Quintus Fabius Pictor


Quintus Fabius Pictor was the earliest Roman historiographer and is considered the first of the annalists. He was a member of the Senate, and a member of the gens Fabia.

Life

Fabius was the son of Gaius Fabius Pictor, consul in 269 BC. His cognomen Pictor had been acquired by his grandfather, Gaius Fabius Pictor, who is the earliest Roman painter known to us.
Quintus Fabius Pictor led Roman forces against the Gauls in 225 BC. In 216 BC, during the Second Punic War, he was appointed to travel to the oracle at Delphi in Greece to seek guidance after the disastrous Roman defeat to Hannibal at Cannae.

Work

Fabius wrote a history of Rome in Greek; it has not survived but is partially known through quotations and allusions in later authors.

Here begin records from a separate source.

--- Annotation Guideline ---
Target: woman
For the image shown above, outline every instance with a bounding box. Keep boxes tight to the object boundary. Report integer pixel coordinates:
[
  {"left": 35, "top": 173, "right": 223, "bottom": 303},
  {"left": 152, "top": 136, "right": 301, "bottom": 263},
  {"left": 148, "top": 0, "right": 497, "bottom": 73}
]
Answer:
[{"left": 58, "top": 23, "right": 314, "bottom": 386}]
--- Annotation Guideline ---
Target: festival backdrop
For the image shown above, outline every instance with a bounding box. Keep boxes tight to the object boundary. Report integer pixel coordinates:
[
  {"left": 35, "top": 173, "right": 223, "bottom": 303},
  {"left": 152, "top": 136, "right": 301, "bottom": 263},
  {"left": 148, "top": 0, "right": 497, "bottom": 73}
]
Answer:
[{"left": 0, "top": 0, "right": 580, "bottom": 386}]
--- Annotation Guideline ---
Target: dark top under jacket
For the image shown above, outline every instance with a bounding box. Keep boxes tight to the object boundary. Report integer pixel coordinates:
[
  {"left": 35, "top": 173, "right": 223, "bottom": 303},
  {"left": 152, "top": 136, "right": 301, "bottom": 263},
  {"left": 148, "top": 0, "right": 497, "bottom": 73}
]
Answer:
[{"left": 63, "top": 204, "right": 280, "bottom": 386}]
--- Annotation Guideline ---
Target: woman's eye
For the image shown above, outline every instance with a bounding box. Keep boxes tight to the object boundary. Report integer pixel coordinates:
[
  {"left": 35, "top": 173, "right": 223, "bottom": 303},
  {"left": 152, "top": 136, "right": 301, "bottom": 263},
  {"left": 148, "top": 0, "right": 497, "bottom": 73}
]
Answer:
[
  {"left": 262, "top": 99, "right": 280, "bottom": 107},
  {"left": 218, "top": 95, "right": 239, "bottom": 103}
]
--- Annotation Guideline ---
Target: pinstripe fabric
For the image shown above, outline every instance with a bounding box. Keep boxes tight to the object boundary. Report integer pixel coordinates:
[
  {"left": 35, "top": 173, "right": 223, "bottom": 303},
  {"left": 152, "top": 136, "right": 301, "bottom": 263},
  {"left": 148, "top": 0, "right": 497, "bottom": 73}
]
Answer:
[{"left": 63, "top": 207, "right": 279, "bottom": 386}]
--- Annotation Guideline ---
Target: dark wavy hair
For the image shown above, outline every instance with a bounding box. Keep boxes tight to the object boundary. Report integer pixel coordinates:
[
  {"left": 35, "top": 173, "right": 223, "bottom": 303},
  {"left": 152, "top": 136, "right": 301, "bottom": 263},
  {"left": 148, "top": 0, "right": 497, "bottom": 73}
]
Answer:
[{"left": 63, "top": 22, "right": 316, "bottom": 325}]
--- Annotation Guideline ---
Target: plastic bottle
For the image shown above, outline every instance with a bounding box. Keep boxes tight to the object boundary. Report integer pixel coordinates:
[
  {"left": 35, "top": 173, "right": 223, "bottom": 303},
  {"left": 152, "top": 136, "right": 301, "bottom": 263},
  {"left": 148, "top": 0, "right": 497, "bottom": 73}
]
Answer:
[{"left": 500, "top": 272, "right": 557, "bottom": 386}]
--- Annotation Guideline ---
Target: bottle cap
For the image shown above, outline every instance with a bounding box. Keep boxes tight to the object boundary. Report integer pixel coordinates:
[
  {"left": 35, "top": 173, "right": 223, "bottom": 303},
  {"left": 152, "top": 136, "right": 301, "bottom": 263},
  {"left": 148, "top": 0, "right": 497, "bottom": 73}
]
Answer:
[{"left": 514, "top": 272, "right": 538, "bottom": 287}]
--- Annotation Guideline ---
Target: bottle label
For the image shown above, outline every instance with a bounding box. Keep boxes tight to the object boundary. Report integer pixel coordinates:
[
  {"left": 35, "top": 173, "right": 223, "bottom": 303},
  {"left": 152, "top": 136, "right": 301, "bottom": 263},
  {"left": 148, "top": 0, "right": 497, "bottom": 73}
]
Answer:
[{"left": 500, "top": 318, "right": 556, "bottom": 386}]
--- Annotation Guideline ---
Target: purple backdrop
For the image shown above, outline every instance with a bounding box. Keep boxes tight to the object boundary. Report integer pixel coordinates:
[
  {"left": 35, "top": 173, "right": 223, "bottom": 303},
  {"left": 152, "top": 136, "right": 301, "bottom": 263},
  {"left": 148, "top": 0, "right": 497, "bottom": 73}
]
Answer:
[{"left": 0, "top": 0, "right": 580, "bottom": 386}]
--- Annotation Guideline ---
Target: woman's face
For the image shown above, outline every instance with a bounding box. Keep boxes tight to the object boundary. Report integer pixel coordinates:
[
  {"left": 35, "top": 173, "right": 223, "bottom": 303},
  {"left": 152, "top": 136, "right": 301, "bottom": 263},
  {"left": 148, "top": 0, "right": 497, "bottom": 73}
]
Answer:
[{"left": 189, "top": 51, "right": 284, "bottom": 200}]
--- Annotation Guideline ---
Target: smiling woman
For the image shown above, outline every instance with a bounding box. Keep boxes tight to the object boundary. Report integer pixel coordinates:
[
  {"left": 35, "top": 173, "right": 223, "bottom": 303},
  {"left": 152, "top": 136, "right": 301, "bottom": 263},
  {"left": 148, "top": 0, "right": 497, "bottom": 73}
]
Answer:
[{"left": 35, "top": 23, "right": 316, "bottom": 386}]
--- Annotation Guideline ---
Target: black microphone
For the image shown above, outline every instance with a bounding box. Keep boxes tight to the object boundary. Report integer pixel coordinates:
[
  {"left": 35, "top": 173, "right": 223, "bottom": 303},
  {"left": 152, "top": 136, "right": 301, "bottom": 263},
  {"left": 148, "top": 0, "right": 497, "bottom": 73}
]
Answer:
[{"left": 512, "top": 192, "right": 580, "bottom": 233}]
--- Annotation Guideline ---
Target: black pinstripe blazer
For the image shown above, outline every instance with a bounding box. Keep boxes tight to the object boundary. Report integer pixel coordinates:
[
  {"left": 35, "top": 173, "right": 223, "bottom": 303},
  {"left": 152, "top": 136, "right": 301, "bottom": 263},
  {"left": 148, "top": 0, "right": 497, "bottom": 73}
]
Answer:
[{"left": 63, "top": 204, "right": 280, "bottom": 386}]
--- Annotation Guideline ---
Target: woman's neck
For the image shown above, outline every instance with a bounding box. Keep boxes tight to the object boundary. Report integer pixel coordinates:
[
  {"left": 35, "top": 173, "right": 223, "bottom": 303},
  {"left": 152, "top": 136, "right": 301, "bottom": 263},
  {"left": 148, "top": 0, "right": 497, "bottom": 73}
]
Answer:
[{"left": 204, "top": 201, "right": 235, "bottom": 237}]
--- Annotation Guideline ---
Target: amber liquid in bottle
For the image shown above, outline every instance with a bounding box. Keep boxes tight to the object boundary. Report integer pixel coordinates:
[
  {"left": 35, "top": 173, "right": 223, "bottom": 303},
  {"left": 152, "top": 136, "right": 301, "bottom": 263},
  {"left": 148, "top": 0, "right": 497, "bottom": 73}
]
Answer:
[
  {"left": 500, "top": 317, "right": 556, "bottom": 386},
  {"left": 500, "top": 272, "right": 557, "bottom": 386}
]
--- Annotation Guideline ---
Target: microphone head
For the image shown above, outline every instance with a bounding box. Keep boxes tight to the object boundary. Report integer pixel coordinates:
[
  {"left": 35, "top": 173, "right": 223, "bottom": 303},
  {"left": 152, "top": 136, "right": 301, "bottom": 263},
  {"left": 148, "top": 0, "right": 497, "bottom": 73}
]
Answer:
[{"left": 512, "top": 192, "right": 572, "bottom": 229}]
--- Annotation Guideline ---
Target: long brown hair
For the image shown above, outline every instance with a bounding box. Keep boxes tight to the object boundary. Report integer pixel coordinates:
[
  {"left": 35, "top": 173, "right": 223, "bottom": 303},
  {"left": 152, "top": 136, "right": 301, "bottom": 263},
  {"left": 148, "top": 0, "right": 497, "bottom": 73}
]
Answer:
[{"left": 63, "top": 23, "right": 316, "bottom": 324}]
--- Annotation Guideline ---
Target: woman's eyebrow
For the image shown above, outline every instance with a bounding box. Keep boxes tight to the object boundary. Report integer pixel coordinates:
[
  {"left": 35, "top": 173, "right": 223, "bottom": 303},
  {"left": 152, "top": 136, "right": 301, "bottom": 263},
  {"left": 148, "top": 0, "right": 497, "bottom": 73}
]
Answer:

It is not certain whether the work was annalistic, recounting events year by year, although citation of his work by other historians implies that it was.
He used the records of his own and other important Roman families as sources and drew on the writings of the Greek historians Diocles of Peparethus, who allegedly wrote an early history of Rome, and Timaeus, who had written about Rome in his history of the Western Greeks.
His history began with the arrival of the legendary Trojan refugee Aeneas in Latium. He dated the founding of Rome to be in the "first year of the eighth Olympiad" or 747 BC. His work ended with his own recollections of the Second Punic War, although it is unclear whether he survived long enough to record it entirely. His account was highly partisan towards Rome, blaming the war on Carthage and particularly on the Barca family of Hamilcar and Hannibal.

Legacy

Fabius was used as a source by Gellius and Quadrigarius, Plutarch, Polybius, Livy, and Dionysius of Halicarnassus. Despite his use of Fabius's history, Polybius complained about the quality of his work, saying that Fabius had been biased towards the Romans and inconsistent. Cicero references a Latin translation of Fabius's work.
An anonymous Account of the Roman History of Fabius Pictor was published in 1749, claiming that a manuscript in the "Carthaginian language" had been discovered in the ruins of Herculaneum near Pompeii. In fact, it was a political satire on English religion and politics at the time.